Monday Derek and I went to the Dallas World Aquarium. I'd never been before and I am wishing I had had color film as well as th black and white film that I had with me. It was truly amazing. If you've never been, you need to go. I'll go with you. :) Unless you're a complete stranger, then you'll just have to go by yourself, or bring friends. Anyway, it was really cool. Then we were up at UNT as he edited down his project which took FOREVER. But it turned out really good, in my humble, non professionally educated opinion.

Sunday, I went up and worked at Derek's store. It wasdisgustingly filthy work. Where talking prehistoric dust bunnies. I'm surprised they weren't fossilized. Then that night Derek Leroy and I went and saw White Oleander. It was something of a depressing film. But the acting was good. IMHO

Saturday. Saturday Sela Ward did an autographing in the store. You know she's the one from the tv show Once and Again and Sisters. She looked incredible, I mean oh my god she's beautiful and she looked just like s she did on tv beautiful. It was incredible. I even got to put my arm around her in the staff picture. She stood right next to me, put her arm around my waist and I told her I was going to put my arm around her shoulder. But she was just beautiful. As you all may know, Meg Ryan is my all time favorite crush of a movie actress, with Julia Roberts running a short distance back. But my favorite television actress from that day forward would have to be Sela Ward.
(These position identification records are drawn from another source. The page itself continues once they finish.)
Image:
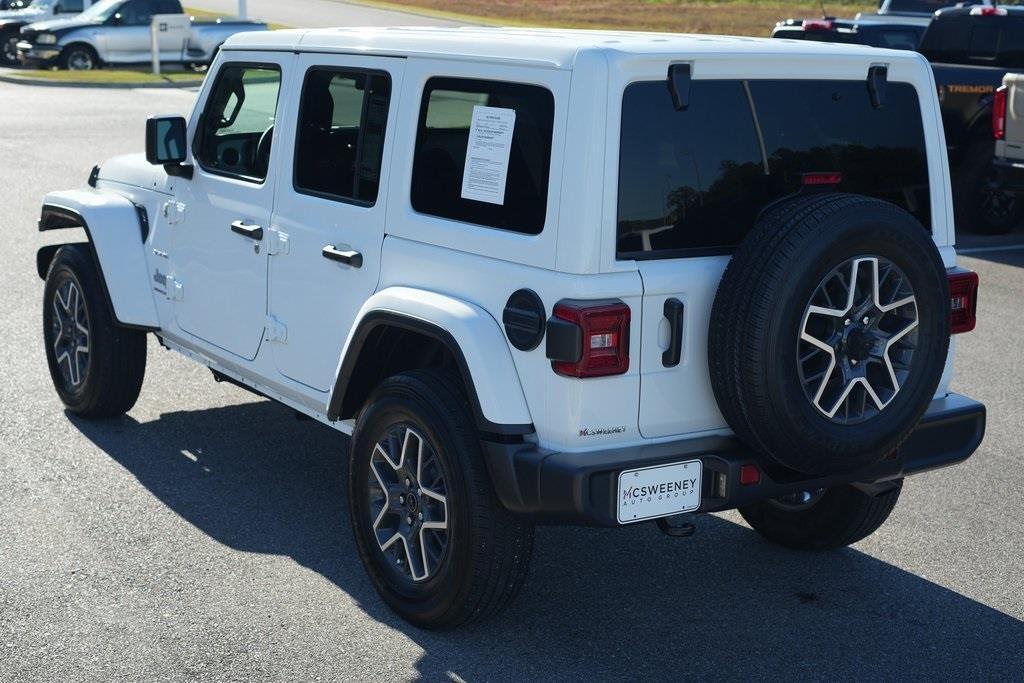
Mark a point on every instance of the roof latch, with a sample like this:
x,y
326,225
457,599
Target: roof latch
x,y
877,78
679,86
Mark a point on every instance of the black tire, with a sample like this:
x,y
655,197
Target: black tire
x,y
484,560
838,518
8,53
79,56
982,205
108,378
758,318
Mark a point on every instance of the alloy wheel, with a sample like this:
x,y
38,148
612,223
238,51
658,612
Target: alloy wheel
x,y
857,339
80,60
409,503
70,330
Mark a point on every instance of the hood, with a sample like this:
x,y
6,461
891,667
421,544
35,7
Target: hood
x,y
27,14
134,170
54,26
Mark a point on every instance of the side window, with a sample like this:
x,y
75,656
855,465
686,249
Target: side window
x,y
340,141
694,180
136,12
444,185
237,129
984,40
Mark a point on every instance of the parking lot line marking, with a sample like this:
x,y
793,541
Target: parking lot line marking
x,y
984,250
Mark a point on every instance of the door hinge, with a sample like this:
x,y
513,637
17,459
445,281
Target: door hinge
x,y
276,243
174,212
275,330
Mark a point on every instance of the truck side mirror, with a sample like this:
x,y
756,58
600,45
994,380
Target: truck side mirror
x,y
166,143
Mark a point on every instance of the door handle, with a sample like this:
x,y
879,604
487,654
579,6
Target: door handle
x,y
352,258
247,230
674,311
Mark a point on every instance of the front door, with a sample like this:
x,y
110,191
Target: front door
x,y
218,254
126,37
330,216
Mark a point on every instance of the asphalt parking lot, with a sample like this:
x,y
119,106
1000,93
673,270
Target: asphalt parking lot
x,y
205,536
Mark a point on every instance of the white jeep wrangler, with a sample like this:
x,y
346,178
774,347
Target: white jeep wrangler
x,y
544,276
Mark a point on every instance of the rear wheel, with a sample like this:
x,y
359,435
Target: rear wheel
x,y
438,547
983,205
821,519
96,366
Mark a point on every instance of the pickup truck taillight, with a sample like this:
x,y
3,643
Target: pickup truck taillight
x,y
963,300
999,114
594,338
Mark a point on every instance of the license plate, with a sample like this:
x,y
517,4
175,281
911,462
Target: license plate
x,y
658,492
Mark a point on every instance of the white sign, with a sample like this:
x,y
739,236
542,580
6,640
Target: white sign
x,y
168,34
487,155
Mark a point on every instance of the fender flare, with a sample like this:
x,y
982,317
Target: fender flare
x,y
472,336
117,229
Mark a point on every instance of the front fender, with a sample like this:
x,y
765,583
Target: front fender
x,y
117,230
470,333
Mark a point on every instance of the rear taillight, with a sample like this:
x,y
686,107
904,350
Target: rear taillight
x,y
999,114
963,300
988,11
600,339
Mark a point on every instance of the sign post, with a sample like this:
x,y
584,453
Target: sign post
x,y
168,33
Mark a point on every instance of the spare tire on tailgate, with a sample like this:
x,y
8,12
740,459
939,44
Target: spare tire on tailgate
x,y
829,332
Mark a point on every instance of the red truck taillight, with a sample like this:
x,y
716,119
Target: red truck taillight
x,y
602,341
999,114
963,300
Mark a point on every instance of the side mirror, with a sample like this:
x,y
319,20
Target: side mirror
x,y
166,143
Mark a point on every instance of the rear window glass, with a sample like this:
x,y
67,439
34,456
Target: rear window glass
x,y
693,181
442,140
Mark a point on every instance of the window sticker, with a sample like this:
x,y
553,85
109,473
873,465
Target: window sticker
x,y
487,154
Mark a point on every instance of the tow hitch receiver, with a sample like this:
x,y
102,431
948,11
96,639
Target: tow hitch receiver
x,y
679,529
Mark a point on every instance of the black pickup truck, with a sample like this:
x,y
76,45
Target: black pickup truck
x,y
971,49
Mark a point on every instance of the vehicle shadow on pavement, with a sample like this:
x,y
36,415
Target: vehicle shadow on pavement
x,y
598,603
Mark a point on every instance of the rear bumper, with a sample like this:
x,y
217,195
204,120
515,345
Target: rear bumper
x,y
582,487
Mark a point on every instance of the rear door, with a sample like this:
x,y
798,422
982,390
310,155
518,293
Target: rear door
x,y
691,183
127,38
330,214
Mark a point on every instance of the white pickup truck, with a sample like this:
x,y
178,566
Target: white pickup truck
x,y
12,20
118,32
543,276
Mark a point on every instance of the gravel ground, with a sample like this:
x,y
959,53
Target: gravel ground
x,y
205,536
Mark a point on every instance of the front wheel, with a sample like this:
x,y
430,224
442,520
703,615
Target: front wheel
x,y
821,519
96,366
438,547
79,57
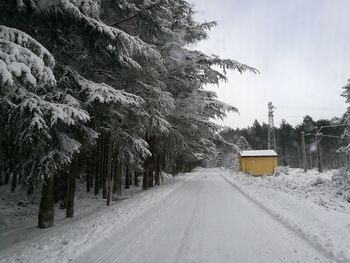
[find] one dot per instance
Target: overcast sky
(301, 48)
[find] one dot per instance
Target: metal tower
(271, 140)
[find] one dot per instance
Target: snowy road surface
(205, 220)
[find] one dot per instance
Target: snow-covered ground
(209, 215)
(21, 241)
(315, 205)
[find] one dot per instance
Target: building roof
(256, 153)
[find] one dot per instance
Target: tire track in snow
(290, 226)
(151, 219)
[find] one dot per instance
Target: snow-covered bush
(341, 181)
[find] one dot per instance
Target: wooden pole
(303, 149)
(319, 165)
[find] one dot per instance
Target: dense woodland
(110, 90)
(107, 89)
(288, 140)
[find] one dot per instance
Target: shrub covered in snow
(341, 182)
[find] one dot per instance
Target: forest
(109, 90)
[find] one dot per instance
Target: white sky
(301, 48)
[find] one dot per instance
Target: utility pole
(303, 149)
(319, 165)
(271, 138)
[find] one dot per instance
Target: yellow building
(258, 162)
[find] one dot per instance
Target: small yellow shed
(258, 162)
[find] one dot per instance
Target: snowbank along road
(205, 220)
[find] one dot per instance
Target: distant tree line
(288, 140)
(107, 90)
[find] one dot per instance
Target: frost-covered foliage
(35, 120)
(24, 59)
(124, 90)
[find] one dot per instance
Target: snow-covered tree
(243, 144)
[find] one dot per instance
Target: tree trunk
(30, 186)
(117, 189)
(89, 175)
(109, 170)
(14, 182)
(98, 167)
(127, 178)
(145, 177)
(57, 188)
(157, 178)
(46, 207)
(7, 178)
(71, 188)
(105, 143)
(136, 179)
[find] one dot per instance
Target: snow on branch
(24, 59)
(42, 110)
(103, 93)
(85, 13)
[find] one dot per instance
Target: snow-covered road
(205, 220)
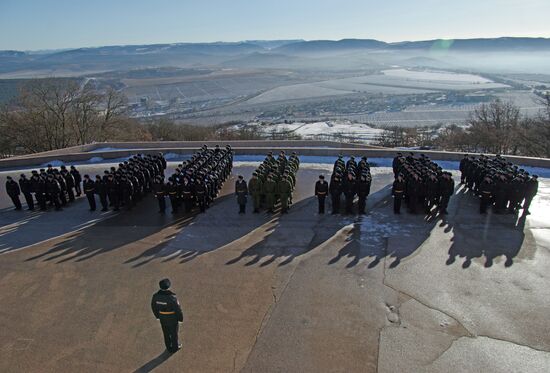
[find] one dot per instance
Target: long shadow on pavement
(489, 236)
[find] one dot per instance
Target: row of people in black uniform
(421, 183)
(126, 184)
(196, 182)
(498, 183)
(348, 179)
(45, 188)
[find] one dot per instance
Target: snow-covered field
(335, 129)
(392, 81)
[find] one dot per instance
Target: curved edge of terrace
(115, 150)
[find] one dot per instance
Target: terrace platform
(271, 293)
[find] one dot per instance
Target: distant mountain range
(250, 53)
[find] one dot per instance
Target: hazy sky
(46, 24)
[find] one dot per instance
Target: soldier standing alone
(167, 309)
(241, 191)
(321, 190)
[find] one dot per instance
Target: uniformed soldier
(13, 190)
(26, 188)
(89, 191)
(321, 191)
(77, 180)
(270, 190)
(284, 190)
(53, 190)
(160, 193)
(363, 191)
(255, 190)
(167, 309)
(350, 189)
(335, 190)
(241, 192)
(398, 191)
(485, 194)
(172, 190)
(447, 187)
(101, 191)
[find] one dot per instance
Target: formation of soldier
(196, 182)
(125, 185)
(348, 179)
(273, 182)
(498, 183)
(421, 183)
(45, 188)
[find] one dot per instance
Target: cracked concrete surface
(292, 293)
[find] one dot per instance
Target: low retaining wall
(310, 149)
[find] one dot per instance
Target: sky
(57, 24)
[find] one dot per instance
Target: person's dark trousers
(321, 200)
(91, 201)
(335, 204)
(70, 193)
(104, 202)
(483, 204)
(527, 203)
(162, 203)
(202, 204)
(174, 203)
(444, 203)
(16, 201)
(361, 204)
(41, 199)
(55, 201)
(349, 205)
(170, 331)
(397, 204)
(62, 198)
(30, 201)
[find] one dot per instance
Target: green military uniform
(270, 189)
(284, 189)
(255, 190)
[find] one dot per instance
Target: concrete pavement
(292, 293)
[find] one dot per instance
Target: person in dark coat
(69, 182)
(101, 191)
(160, 193)
(241, 191)
(363, 191)
(200, 191)
(13, 190)
(77, 180)
(187, 194)
(350, 189)
(62, 188)
(398, 191)
(113, 192)
(485, 194)
(89, 191)
(26, 188)
(53, 190)
(321, 191)
(447, 188)
(172, 190)
(335, 190)
(167, 310)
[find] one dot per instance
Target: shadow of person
(285, 237)
(154, 363)
(490, 236)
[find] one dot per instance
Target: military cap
(165, 284)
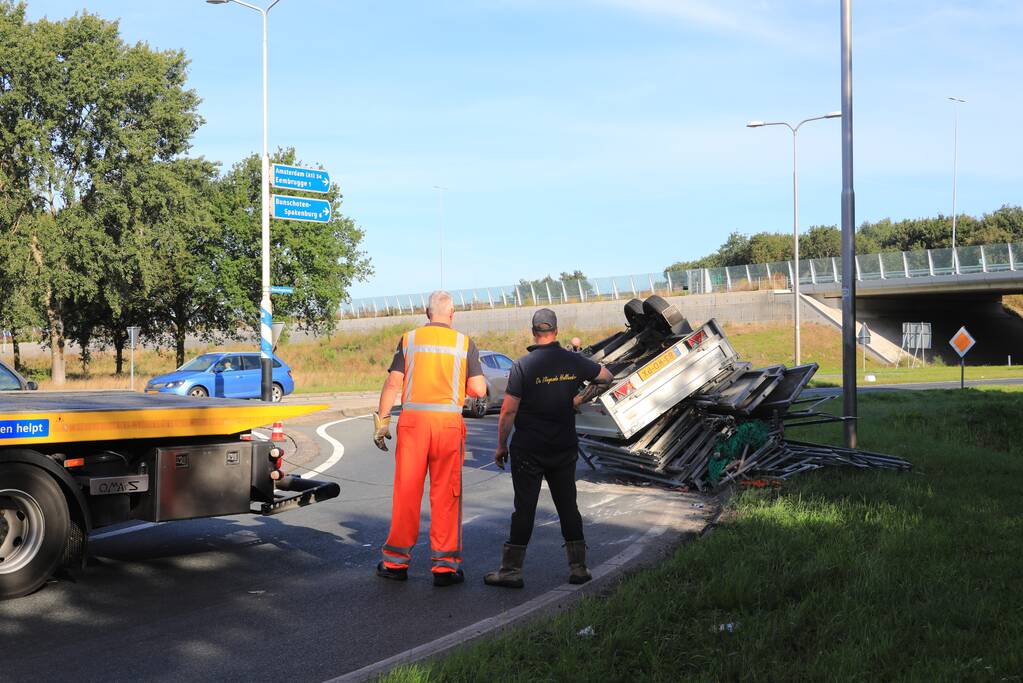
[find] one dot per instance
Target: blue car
(225, 374)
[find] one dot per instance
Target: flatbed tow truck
(74, 462)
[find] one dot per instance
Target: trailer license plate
(106, 486)
(659, 363)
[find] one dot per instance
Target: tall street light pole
(795, 213)
(955, 102)
(441, 191)
(848, 236)
(266, 308)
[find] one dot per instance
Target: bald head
(441, 308)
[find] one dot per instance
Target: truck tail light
(276, 458)
(278, 431)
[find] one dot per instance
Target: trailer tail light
(622, 391)
(276, 456)
(278, 431)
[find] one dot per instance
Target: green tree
(820, 241)
(769, 247)
(80, 106)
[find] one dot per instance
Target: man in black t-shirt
(540, 402)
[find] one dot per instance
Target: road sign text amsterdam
(299, 209)
(297, 178)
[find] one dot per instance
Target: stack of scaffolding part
(679, 399)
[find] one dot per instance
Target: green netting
(753, 434)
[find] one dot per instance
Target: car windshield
(199, 363)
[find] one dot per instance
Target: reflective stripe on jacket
(435, 369)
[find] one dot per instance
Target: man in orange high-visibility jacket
(434, 368)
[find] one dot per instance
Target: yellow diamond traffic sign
(962, 342)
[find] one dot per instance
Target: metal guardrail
(1006, 257)
(537, 292)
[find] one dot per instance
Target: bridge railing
(779, 275)
(1004, 257)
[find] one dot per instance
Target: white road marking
(339, 449)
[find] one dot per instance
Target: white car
(495, 370)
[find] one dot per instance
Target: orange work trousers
(434, 443)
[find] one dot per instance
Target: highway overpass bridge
(946, 287)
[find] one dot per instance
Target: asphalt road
(920, 385)
(295, 596)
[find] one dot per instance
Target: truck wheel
(34, 525)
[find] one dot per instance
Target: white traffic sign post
(297, 178)
(962, 343)
(278, 327)
(132, 340)
(864, 340)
Perhaps it was the close contact, the looking straight into my eyes and smiling,.....whatever it was, I was completely enamoured. She is beautiful you know.

That thursday before, the President of the company came and visited our store. We of course dazzled him, as we do every time, but still it took some real work to get the store read. That night Wade, Michael Z and I went to Village. Michael and I got pretty toasted. It was fun.

And the Tuesday before that we had Terry Bradshaw. its been something of a packed week at work.

Anyway there's a random sampling, okay not really random as we went day by day back but that's been my week.

Anyway since I probably won't update again before tomorrow, Happy Halloween everybody,even though....it's nota holiday!